The Assessment Literacy Network is designed to help teachers learn how to gather accurate information and how to use the assessment and results to improve student achievement effectively. Gabrielle DeSano, a third grade teacher at Holmes Elementary School in Ypsilanti, says she is already seeing the impact of her involvement.
 
“My students now have a much clearer understanding of what they are supposed to gain from a particular lesson,” DeSano says. “Deconstructing a state standard into kid-friendly targets has been highly beneficial to my students.”

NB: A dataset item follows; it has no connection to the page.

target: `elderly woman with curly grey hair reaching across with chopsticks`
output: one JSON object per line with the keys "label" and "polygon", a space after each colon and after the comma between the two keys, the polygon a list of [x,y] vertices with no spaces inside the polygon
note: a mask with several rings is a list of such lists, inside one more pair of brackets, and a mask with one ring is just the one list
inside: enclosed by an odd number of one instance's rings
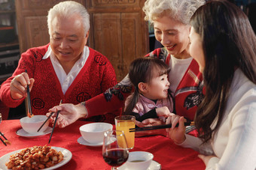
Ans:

Transformed is the way that Jill Albert, a sixth grade mathematics teacher at Beach Middle School in Chelsea, describes the change in her teaching and assessment techniques.
 
“My students now feel more successful and knowledgeable in math. After a test (summative assessment) the whole class reflects on what they did well and what still needs work,” Albert explains. “This process has made me more mindful of what I am asking students to do and how I am asking them to do it.”
 
Rottermond became a proponent of assessment literacy while she was teaching language arts and social studies. She remembers her students being motivated by a thirst for learning rather than a grade.
 
“I learned to go deep with a few standards and I discovered students learned more,” Rottermond says. “The reward was not the grade. They wanted to learn and that was the motivation.”
 
She says that happens when educators understand the instructional learning cycles, how better to prepare when they know the vertical alignments, and being creative.
 
“Teachers have to master the technical side of instruction by analyzing the standards and assessments to ensure that students are meeting the standards, but they also need to inject creatively in teaching the standard targets. Integrating the arts, field trips, video clips and technology to bring the material to life,” she says. “It’s a lot of work, but once you learn this process, you won’t go back.”